Wed. Jul 17th, 2024

Do any of these phrases sound familiar? “I never got a cold until I came to college, now I feel like I’m sick a lot.” “I can’t be sick next week because I have three tests.” “My friends are all sick with colds and I don’t want to get sick.”
Winter is cold and flu season, and viruses cause both illnesses. The average adult gets 3-5 colds a year because there are over 100 varieties of these viruses.
Typically the viruses enter our bodies through the mouth, nose and eyes. Once inside, they multiply and make us sick. These tiny germs can be suspended in the air after a sick person talks, sneezes or coughs.
Or they can be left behind by an ill person on many surfaces such as door knobs, desks, key boards, pencils, papers, counters, and soda cans to name a few.
Here are some simple steps you can take that have been scientifically shown to decrease the chance that you will catch a cold or flu or spread an infection you have to others.
1. Wash hands frequently, but most importantly right before meals and snacks. This is the most effective way to prevent infection.
2. Clean eating and food preparation surfaces with detergent before each use.
3. Wipe shared surfaces such as key boards, video game controllers and remote controls with a disinfectant before use.
4. Don’t share food, drinks, bedding or clothing.
5. Avoid touching your own eyes, mouth or nose during the day. It’s surprising how many times a day we rub our eyes, lick or bite a finger, or scratch our noses without thinking.

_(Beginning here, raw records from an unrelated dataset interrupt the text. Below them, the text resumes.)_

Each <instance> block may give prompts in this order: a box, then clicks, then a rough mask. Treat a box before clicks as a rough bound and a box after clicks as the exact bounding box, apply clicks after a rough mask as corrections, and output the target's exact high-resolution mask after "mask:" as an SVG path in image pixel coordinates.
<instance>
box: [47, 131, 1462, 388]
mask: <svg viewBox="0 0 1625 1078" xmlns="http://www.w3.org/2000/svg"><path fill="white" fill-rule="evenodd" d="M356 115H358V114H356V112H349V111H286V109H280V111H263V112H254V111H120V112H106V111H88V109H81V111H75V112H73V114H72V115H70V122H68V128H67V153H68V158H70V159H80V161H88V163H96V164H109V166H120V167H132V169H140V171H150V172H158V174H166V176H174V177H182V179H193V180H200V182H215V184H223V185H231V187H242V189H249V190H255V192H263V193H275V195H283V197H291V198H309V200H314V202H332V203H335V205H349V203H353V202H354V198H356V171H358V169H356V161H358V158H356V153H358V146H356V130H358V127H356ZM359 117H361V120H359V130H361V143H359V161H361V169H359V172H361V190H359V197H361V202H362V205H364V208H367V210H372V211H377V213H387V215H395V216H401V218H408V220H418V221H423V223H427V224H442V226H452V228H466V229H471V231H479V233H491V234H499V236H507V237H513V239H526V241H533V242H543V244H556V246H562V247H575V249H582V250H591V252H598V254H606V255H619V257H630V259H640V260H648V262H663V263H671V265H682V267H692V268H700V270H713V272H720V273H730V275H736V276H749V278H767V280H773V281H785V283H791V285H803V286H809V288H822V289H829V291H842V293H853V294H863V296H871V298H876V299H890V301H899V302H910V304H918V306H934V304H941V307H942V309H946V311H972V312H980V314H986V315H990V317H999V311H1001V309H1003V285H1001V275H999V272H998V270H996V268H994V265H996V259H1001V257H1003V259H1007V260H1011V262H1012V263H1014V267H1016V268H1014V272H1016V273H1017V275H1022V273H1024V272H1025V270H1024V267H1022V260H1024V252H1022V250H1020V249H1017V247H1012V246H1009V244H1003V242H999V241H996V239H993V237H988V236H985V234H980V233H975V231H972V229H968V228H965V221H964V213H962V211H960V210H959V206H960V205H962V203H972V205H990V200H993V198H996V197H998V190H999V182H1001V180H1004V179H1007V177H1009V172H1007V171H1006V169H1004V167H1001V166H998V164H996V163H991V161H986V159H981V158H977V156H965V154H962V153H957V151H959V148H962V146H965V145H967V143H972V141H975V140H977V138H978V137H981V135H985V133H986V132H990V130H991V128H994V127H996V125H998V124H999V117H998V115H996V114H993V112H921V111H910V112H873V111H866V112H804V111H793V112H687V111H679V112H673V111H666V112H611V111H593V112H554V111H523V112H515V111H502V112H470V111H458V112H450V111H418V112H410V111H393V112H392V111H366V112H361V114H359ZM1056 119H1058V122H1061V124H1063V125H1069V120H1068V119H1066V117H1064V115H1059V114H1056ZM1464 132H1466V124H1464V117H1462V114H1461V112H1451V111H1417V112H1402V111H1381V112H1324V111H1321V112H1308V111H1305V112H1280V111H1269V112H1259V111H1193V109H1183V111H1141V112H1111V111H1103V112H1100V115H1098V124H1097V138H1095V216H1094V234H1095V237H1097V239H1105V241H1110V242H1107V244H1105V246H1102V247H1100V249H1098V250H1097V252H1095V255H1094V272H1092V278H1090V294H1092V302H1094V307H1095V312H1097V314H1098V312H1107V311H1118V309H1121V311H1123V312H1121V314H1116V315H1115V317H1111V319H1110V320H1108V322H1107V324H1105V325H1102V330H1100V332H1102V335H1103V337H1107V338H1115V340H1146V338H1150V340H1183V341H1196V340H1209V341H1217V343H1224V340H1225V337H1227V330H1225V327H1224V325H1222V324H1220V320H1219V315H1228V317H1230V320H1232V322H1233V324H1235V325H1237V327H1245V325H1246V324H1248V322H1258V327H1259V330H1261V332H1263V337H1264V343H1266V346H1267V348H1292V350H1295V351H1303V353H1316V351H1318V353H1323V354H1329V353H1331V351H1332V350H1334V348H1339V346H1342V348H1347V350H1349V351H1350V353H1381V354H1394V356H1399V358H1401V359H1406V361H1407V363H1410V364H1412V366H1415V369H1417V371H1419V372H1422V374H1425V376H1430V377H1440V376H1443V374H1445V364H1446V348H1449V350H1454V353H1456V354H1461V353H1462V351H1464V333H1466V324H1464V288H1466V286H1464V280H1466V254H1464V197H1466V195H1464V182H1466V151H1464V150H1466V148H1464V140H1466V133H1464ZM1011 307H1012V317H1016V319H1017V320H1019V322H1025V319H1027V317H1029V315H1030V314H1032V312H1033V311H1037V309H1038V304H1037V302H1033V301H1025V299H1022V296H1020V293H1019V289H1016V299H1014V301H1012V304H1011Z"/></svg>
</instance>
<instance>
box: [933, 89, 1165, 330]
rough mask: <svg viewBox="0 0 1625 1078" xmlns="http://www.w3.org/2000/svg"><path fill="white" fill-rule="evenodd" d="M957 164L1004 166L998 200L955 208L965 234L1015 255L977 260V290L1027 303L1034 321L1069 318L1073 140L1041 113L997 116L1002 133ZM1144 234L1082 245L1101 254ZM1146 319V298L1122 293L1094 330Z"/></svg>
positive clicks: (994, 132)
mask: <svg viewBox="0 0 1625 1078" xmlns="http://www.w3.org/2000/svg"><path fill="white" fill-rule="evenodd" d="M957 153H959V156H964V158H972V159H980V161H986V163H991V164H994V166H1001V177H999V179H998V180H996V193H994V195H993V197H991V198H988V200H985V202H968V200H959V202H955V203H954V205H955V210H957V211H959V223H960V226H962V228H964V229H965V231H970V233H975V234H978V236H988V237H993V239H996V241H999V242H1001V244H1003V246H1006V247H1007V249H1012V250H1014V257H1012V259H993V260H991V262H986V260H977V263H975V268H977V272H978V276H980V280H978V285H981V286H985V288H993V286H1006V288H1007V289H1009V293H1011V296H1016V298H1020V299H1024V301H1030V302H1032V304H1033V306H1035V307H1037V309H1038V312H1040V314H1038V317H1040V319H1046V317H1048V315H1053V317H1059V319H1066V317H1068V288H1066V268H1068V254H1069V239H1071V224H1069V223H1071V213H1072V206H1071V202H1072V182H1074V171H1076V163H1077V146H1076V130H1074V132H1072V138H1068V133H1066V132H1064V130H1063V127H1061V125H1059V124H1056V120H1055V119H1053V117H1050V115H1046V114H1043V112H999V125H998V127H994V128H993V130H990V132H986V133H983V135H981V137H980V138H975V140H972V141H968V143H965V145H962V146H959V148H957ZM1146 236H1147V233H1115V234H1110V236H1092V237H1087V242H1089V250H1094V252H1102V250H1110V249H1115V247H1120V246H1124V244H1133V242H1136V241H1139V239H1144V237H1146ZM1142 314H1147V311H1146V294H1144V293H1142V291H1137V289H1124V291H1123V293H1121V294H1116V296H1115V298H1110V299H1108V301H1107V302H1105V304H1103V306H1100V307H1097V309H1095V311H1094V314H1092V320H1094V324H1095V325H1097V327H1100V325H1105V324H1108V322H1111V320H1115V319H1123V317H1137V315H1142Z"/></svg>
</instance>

6. Don’t handle the tissues, personal items, pencils, pens, dishes, or glasses of a sick person. If you do touch them, wash your hands well.
7. Wash dishes and silverware in a dishwasher and use the heat dry cycle. Consider disposable plates and cups.
To limit spreading infection when you are ill:
1. Cover your mouth with a tissue when you cough or sneeze. Throw the tissue away immediately. Don’t put dirty tissues on tables or desks.
2. If you have no tissues, cough or sneeze into your upper sleeve, not your hand.
3. Wash hands frequently with a detergent soap or alcohol-based skin cleanser.
4. Don’t prepare food for others.
5. Use only your own bedding, pillows, blankets, towels, pens, and pencils.
By taking these precautions, the risk of getting sick can be greatly reduced.